Summer Scholarship: Karen Rubinson on East Asian Archaeology
In June, I participated in the 6th Worldwide Conference of the Society for East Asian Archaeology, held in Ulanbaatar, Mongolia. Three hundred scholars gave papers in 25 sessions; my presentation, “On the Road Again: Chinese Mirrors in Afghanistan,” was part of “Charting the Social Lives of Objects and Goods in China: Perspectives from Archaeology and Art History.”
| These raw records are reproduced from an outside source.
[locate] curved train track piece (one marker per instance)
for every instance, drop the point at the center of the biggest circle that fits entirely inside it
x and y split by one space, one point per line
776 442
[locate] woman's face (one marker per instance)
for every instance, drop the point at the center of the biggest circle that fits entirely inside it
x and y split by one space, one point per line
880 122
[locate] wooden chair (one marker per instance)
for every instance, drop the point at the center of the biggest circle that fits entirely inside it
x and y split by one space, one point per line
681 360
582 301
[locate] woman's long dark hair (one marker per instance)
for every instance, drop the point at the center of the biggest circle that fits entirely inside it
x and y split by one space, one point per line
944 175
The program of the conference was rich, with important research by students and junior and senior scholars on topics ranging from the early Paleolithic in Japan to Ritual Spaces, Images and Artifacts in areas of China, Siberia, Korea, Japan, and Mongolia, and of course, several sessions on aspects of the archaeology of Mongolia. One of my significant take-aways was that the transition from hunter-gatherers in Mongolia was not to an agricultural-based society but instead to a mobile pastoralist one. It underscored for me the important role landscapes play in the development of human societies. Having studied early periods in the Ancient Near East and China, but not the steppe, I found the papers that addressed this phase of the archaeology of Mongolia an important contribution to my education!
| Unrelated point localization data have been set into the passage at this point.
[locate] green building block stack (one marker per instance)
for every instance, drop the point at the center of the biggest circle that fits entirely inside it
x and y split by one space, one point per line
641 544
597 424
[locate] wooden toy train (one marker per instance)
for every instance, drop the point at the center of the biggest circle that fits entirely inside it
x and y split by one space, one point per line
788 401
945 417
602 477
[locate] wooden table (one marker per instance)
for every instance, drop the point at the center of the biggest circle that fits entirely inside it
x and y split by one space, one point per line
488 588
During the meeting we toured the National Museum of Mongolia, which contains many of the archaeological collections from excavations in Mongolia, as well as ethnographic material. It was very exciting for me to see in person a cast bronze helmet that I have written about as part of a study on east-west Asian exchange (see “Helmets and Mirrors: Markers of Social Transformation” on my academia.edu page), having previously had only photographs generously supplied by my colleague Diimaajav Erdenbaatar, the excavator, one of Mongolia’s distinguished archaeologists.
Subsequent to the meeting, a group of 40 of us headed out onto the steppe for five days to visit archaeological sites, the tour organized by Dashtseveg Tumen, another distinguished Mongolian archaeologist. The extraordinary landscapes of Mongolia are breathtaking and the distances are vast, much of it pasture for the herds of sheep, goats, horses, cows and yaks. We were fortunate to be there during a time of seasonal migrations, so we could see the now partially modernized process – the gers and belongings often being moved by trucks, the herds however on the hoof. Highlights of the sites we visited were a large deer-stone group in the Khanui Valley and the site Kara Balgas (“Black City”) in the Orkhon Valley, a Uighur capital now being excavated by Jan Bemmann, who will be a Visiting Research Scholar at ISAW next year.